Exploration of SARS-CoV-2 mutational and evolutionary landscape using PanMAN vs UShER-MAT [(Image Source)](https://turakhia.ucsd.edu/PPTs/PanMAN-Oxford-2024.pdf)
- UShER-MAT: another MAT tool, cannot represent complex mutations

![](/Users/harperhipps/Documents/GitHub/UBIC-Workshops/phylogenetics/img/PanMAN.jpg)


## Resources at UCSD

#### Online Resources
[Simple phylogenetic tree explanation](https://evolution.berkeley.edu/evolution-101/the-history-of-life-looking-at-the-patterns/understanding-phylogenies/)

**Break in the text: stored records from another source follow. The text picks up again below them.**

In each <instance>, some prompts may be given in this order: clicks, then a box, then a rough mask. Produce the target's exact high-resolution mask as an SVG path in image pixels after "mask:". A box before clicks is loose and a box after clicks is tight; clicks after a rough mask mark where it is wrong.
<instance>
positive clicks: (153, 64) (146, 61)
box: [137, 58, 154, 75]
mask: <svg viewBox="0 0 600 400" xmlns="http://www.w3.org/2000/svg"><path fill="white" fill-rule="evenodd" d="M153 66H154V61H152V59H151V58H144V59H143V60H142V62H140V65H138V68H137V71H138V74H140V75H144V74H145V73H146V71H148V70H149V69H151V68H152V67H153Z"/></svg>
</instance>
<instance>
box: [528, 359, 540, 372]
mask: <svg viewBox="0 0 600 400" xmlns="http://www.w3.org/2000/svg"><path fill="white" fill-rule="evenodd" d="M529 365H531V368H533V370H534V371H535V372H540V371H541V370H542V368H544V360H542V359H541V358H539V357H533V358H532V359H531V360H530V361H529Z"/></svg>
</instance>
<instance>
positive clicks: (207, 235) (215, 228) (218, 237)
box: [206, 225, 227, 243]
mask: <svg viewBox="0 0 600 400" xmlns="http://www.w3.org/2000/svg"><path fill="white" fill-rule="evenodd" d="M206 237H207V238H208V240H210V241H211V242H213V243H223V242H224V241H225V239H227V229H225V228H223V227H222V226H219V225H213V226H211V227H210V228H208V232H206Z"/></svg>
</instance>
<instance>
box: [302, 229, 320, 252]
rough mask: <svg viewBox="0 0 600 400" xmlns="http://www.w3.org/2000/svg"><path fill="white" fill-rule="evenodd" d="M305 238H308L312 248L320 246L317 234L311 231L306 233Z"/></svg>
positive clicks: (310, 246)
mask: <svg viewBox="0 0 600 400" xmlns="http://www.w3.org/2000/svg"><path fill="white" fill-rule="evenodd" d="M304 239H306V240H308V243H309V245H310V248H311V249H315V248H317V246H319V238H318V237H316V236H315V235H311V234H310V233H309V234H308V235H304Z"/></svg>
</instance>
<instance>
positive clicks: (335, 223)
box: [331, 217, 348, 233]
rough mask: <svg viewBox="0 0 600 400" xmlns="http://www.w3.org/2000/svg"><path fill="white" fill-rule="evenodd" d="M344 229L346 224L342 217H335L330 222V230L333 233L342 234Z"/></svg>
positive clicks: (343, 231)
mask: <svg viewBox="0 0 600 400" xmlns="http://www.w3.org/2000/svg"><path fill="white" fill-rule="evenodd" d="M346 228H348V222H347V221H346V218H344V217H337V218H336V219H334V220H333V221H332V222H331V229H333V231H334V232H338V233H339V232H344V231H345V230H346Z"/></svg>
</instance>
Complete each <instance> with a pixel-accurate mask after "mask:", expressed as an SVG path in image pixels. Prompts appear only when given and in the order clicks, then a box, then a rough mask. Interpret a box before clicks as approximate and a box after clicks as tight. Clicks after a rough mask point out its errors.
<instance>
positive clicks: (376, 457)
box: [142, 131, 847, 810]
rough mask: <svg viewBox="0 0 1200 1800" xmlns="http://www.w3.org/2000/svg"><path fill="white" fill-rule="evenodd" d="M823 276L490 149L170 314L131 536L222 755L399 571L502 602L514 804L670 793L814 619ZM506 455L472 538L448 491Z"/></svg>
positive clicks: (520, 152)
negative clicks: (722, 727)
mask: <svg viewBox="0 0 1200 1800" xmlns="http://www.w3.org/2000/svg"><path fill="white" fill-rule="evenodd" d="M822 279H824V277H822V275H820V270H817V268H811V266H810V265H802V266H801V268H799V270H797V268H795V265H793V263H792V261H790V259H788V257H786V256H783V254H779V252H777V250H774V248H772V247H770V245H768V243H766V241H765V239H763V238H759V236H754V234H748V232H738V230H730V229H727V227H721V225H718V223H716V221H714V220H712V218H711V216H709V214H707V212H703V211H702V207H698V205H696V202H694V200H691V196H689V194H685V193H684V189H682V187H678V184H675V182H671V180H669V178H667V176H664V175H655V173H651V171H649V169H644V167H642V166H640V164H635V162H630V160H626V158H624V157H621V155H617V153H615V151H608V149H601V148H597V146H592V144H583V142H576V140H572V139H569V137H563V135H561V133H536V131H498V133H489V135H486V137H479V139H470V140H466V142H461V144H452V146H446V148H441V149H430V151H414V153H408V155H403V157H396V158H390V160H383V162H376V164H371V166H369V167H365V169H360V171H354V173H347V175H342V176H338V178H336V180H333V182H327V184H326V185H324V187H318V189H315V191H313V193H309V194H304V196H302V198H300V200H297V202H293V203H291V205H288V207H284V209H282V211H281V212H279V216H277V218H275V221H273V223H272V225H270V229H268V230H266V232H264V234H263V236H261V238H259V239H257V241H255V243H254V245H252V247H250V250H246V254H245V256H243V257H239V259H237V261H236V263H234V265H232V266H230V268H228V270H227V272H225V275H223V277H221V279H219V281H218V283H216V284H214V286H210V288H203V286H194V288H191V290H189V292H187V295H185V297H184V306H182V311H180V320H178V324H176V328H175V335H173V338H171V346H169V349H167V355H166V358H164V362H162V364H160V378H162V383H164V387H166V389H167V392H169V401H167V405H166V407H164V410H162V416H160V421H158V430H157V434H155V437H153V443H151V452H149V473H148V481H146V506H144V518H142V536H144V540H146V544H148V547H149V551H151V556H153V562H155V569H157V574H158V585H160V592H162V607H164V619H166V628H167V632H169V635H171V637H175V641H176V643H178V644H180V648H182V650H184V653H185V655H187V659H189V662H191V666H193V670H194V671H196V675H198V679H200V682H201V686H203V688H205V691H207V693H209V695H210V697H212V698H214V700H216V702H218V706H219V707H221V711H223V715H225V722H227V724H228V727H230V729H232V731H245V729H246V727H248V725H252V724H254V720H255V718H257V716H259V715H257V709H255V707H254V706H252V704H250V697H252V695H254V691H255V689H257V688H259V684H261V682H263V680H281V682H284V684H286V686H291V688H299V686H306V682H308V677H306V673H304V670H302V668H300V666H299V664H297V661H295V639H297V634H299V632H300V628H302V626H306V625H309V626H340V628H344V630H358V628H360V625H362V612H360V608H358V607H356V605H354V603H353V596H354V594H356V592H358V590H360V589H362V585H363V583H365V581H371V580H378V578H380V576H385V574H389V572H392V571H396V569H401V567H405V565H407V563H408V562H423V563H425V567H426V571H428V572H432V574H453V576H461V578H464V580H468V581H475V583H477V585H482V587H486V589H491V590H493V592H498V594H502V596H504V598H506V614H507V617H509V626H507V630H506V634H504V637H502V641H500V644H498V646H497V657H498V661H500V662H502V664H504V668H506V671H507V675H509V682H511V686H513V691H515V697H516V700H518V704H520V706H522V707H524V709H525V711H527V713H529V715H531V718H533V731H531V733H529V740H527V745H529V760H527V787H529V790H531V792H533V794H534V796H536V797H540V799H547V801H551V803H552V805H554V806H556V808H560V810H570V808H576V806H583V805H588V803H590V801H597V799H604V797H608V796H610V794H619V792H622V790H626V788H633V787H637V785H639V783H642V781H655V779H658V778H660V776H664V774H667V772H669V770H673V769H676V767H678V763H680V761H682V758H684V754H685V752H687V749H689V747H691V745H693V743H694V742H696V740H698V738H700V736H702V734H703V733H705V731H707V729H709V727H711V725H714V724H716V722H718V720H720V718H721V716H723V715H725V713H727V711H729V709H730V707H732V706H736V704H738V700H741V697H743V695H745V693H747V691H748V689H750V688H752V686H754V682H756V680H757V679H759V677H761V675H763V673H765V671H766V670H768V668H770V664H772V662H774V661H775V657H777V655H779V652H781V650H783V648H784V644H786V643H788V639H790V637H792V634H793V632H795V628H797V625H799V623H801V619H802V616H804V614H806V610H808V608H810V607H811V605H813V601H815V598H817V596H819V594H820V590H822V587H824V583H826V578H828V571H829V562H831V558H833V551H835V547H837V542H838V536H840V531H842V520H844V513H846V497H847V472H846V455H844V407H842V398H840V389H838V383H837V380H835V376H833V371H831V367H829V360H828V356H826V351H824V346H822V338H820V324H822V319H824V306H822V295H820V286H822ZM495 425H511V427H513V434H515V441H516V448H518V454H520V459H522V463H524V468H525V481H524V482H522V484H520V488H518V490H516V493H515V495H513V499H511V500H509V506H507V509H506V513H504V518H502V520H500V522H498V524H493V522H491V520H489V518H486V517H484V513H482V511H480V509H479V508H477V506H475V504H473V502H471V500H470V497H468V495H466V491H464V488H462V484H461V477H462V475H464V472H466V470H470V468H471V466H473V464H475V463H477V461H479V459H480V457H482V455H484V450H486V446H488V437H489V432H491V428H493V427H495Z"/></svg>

[More in-depth explanation of creating trees in python](https://taylor-lindsay.github.io/phylogenetics/?utm_source=chatgpt.com)


#### Labs at UCSD
Turakhia Lab
 - __[Turakhia Lab Website](https://turakhia.ucsd.edu/)__
 - Led by Prof. Yatish Turakhia
 - Affiliated with Electrical and Computer Engineering
 - Develops automated solutions to construct large-scale phylogenies
 - Also studies
    - __Pangenomics__, genetic variation in a species by looking at multiple genomes. Ex. PanMAN (mentioned previously)
    - __Hardware acceleration__, how to improve computing and make it faster
    - __Outbreak analysis__, looking at real-time phylogenies to analyze pandemics



Mirarab Lab
 - __[Mirarab Lab Website](http://eceweb.ucsd.edu/~smirarab/)__
 - Led by Prof. Siavash Mirarab
 - Affiliated with Electrical and Computer Engineering
 - Focuses on reconstructing and utilizing phylogenetic trees
 - Also works in metagenomics (genomics of whole communities of microorganisms), HIV, and Multiple Sequence Alignment, of which they’ve developed 2 new methods
 - Also studies
    - __Metagenomics__, studying whole communities of microorganisms, identifying taxonomic composition (how much of each species)
    - __HIV__, specifically transmission network reconstruction
    - __Multiple Sequence Alignment__, of which they've developed two new methods.